The Refinement of the Simple: A Chess Set Designed by Man Ray
The American artist, famous in Surrealist and Dadaist circles, was also an experienced chess player.
As Marcel Duchamp once noted, in chess the aesthetic load falls upon the movements that occur on the board. It’s the inexorable dance of 32 pieces that seek to merge with space – and to do so literally – in which the beauty of the ancient game germinates.
In chess, there are some extremely beautiful things in the domain of movement, but not in the visual domain. It’s the imagining of the movement or of the gesture that makes the beauty in this case.

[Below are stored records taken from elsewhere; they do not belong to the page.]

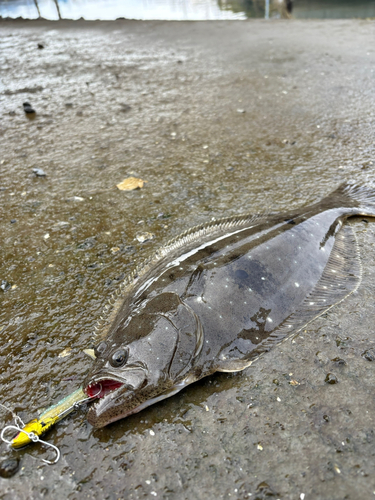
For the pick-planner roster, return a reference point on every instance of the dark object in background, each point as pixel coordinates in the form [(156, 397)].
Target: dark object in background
[(9, 467), (28, 109), (5, 285), (39, 172)]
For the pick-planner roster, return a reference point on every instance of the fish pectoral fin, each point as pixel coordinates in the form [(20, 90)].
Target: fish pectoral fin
[(90, 353)]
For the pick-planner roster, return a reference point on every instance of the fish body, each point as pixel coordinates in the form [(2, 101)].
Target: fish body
[(221, 295)]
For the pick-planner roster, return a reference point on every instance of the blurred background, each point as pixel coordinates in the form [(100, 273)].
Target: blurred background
[(187, 9)]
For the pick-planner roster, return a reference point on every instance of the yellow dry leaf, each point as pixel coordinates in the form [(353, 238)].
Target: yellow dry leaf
[(130, 183)]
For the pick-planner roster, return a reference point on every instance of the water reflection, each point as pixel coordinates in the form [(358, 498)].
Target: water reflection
[(186, 9)]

Although in the universe of chess this quality resides in action over matter, throughout history there have been certain versions of the game whose design has tried to reclaim the aesthetics of its pieces. One such case is undoubtedly a chess set created in 1924 by Man Ray. An experienced player, and one largely influenced by Duchamp, Ray resorted to the most basic geometric forms to produce a beautifully stylized set. Kings are pyramids, queens are cones, bishops like jugs, rooks like cubes and pawns but small spheres; the knights, perhaps in recognition of their absolute linearity of movement, presume spiral forms.
We don’t know whether it was deliberate or not, but Ray’s chess set seems to honor that old, and accurate, premise that the deepest beauty and maximum elegance is found, paradoxically, in the simplest of forms.
In 2012, the Man Ray Trust authorized a reproduction of the original design. Since then the set has been produced in Germany, made of solid beech wood.